I have a worksheet that due to missing the lecture I'm now stuck on.

You are given a cartesian vector and told find the polar unit vecors and hence express the original vector as a linear combination of the polar unit vectors just found. I've searched resources online but feel that there is conflicting information. It would be good if you could help clarify the methodology to do this transformation. I generally understand the nature of the unit vector.

So here's the question:

\vec{v} = 3\hat{x} + 4\hat{y}

Where the x-hat etc are the cartesian unit vectors.

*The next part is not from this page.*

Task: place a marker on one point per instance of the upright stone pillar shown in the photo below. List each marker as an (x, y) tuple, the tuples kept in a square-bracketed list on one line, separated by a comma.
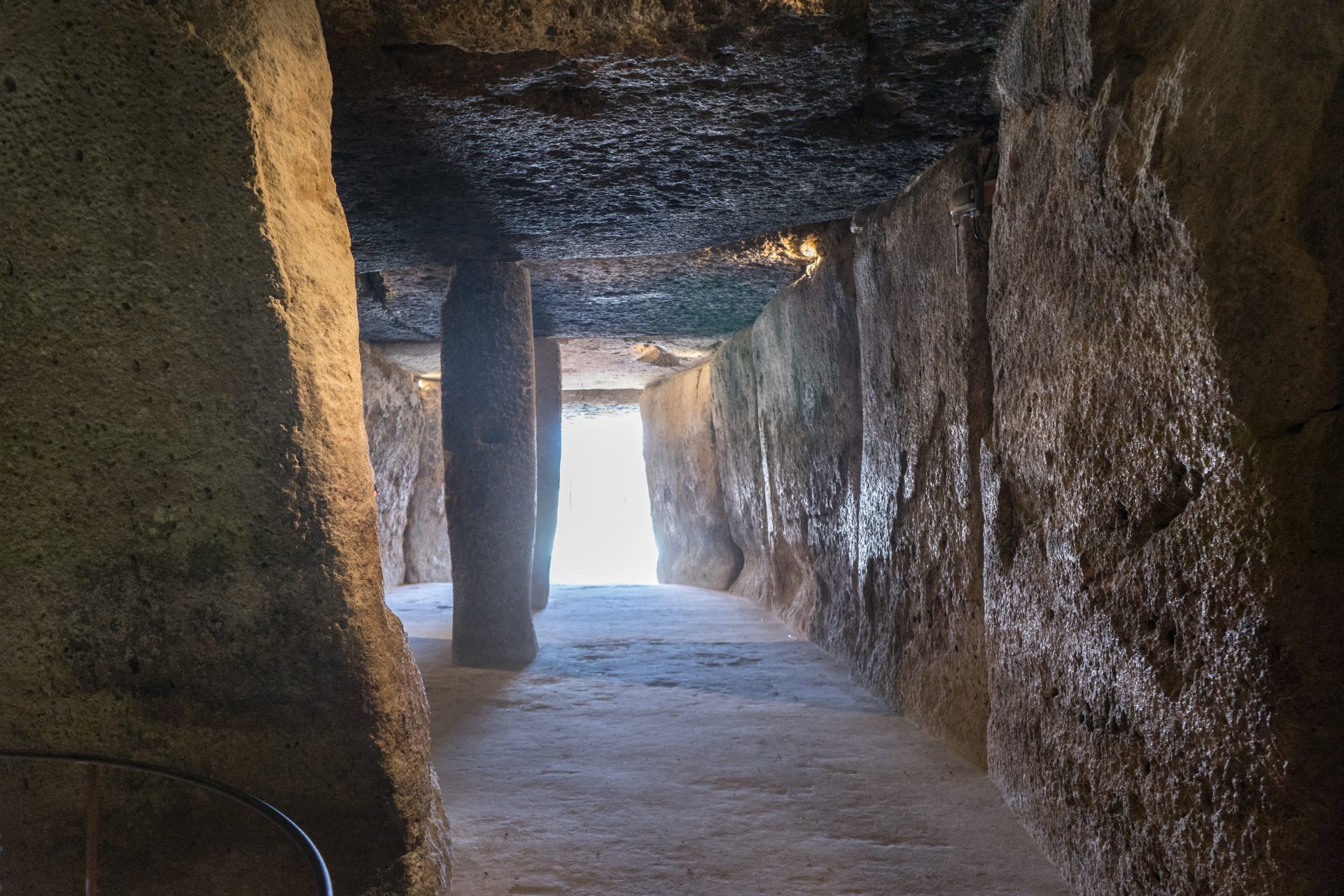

But what I have found through reading through online notes etc gives the polar unit vectors as:
\hat{r} = \cos{\theta}\hat{x}+\sin{\theta}\hat{y}
\hat{\theta} = -\sin{\theta}\hat{x} + \cos{\theta}\hat{y}


The thing is though these are still containing the cartesian unit vectors so I can't really see how a transformation has taken place.

Can you help?

Thanks - Pete

 

[tiny-tim]

Hi Pete!

You are given a cartesian vector and told find the polar unit vecors and hence express the original vector as a linear combination of the polar unit vectors just found.

i'm not sure i understand the question

if the origin is at O = (0,0), and if P = (3,4),

then the vector OP is (3,4), and the unit polar vectors are (3/5,4/5) and (-4/5,3/5)

so OP = 5(3/5,4/5) + 0(-4/5,3/5)

but usually you are given a vector PQ, and asked to express that as a combination of (3/5,4/5) and (-4/5,3/5) ​

 

[petertheta]

There is another vector given but I assume this to be just another vector for which I must do the same transformation to and expressing as a linear combination of \hat{r} and \hat{\theta} it's \vec{u} = 5\hat{x} + 0\hat{y} so not the point PQ like you suggest.

P

 

[tiny-tim]

my guess is that the 5x + 0y vector is to start at P

 

[petertheta]

I've not seen this method before can you explicitly show me how to proceed?

In the question the vectors are the other way around so \vec{v1} = 5\hat{x} + 0\hat{y} and \vec{v2} = 3\hat{x} + 4\hat{y}

Thanks

 

[tiny-tim]

good morning!

you transfer the origin from O to P,

then your second vector is expressed relative to the usual x,y axes,

and you need to express it relative to the two new axes along r and θ

 

[petertheta]

I'm afraid I've not covered this before so am at a loss of even how to start this?

 

[tiny-tim]

try a google search for "rotation of coordinates in 2D",

eg http://zone.ni.com/reference/en-XX/help/371361J-01/gmath/2d_cartesian_coordinate_rotation/